Not in our backyard: that’s the message that horrified Australian officials have sent to a Melbourne filmmaker who intends to film a documentary involving young people auctioning of their virginity to the highest bidder. However, even amid plans to move his venue to Nevada, there is a strong chance that US officials could intervene to put an end to a scheme that has generated revulsion on both sides of the Pacific.
The Sydney Daily Telegraph reports that Aussie filmmaker Justin Sisley first solicited virgins for a reality TV show he wanted to produce in Sydney, with blasphemous posters featuring an image the Virgin Mary saying: “Virgins Wanted, $20,000 ea.”
Those currently signed up for the show are actually Sisley’s second batch of applicants, because the first set selected last year decided to walk out of the auction process. Sisley admitted to the Telegraph that his project is not popular with the youths’ parents, adding, “they hate me.”
One female, Veronica, a Sydney waitress, told the Telegraph that she had signed up for the auction because she wanted to earn money, but did not think of herself as a prostitute.
“Technically I’m selling my virginity for money, technically that would be classified as prostitution, but it’s not going to be a regular thing, so in my head I can justify that I’m not going to be a prostitute,” she said. “I don’t think I’ll regret it.”
However, government officials in Victoria view the selling of sex for money as not only technical, but obvious prostitution, and have expressed an intention to stop Sisley from carrying out his sordid plan on Australian soil. The government of Victoria vowed to charge Sisley with prostitution if he holds and films the made-for-TV “virgin auction” in Australia.

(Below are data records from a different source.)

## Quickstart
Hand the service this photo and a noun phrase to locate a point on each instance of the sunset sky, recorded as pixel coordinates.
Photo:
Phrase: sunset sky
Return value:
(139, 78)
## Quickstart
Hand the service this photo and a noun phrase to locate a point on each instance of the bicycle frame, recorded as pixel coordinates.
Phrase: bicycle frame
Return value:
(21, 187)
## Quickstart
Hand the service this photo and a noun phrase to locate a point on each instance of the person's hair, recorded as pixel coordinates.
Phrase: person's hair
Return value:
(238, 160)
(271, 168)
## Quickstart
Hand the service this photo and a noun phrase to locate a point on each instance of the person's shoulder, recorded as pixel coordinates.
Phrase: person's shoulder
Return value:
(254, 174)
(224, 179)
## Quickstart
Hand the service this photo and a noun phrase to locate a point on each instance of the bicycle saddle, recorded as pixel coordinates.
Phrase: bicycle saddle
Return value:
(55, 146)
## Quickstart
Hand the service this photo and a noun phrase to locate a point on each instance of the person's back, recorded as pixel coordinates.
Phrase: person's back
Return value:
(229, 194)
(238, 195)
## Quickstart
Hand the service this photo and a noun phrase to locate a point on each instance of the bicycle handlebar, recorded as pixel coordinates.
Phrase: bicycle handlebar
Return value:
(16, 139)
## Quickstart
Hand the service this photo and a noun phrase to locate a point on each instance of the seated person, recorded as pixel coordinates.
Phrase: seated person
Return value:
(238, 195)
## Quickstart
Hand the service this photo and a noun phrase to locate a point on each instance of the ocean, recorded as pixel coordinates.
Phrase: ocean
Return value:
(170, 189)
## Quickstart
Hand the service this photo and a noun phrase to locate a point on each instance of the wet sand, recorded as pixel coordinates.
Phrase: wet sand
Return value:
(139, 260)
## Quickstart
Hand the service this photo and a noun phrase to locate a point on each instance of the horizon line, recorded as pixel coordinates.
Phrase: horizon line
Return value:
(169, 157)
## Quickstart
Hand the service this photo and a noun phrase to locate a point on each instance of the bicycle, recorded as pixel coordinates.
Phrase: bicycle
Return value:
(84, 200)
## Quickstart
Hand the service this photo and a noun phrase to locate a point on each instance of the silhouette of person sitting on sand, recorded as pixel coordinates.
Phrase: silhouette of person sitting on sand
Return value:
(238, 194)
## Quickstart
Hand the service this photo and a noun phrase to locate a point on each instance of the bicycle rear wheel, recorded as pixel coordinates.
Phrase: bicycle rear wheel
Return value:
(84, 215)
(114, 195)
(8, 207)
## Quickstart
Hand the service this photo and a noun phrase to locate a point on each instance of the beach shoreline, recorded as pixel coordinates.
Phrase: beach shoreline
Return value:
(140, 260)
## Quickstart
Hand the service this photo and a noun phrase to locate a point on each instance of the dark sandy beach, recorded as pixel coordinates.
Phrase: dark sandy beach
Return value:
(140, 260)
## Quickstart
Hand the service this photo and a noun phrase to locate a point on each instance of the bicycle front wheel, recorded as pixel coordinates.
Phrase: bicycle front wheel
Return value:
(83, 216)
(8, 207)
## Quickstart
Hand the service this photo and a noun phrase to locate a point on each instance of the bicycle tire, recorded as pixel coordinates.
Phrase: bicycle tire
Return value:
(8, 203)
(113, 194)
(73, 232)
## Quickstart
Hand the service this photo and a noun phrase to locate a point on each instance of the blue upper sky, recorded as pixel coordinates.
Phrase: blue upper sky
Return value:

Australian pro-family Senator Steve Fielding denounced Sisley’s plan, calling it “absurd, ridiculous and disgusting.”
Sisley has decided he would switch venues – to the United States, specifically Nevada, where some rural counties have legalized brothels. But he may face legal problems there as well.
Sisely plans to pay each virgin $20,000 in addition to 90 per cent of the final auction bid. The leftover cash will go to the Nevada brothel hosting a face-to-face auction that follows an initial online auction, in a two-step bidding process.
However, the Las Vegas Sun reports that US officials are likely to put the kibosh on Sisely, because federal law prohibits the transfer of women across state lines for selling sex.
George Flint, a lobbyist for the Nevada Brothel Owners Association, told the Sun that because of the federal Mann Act, Sisley “could be walking into real trouble.”
The Sun also reported that Sisely’s brothel would be prohibited from advertising the event in Las Vegas, Reno, and other places where prostitution is banned, under two Nevada laws that were recently upheld by the 9th US Circuit Court of Appeals.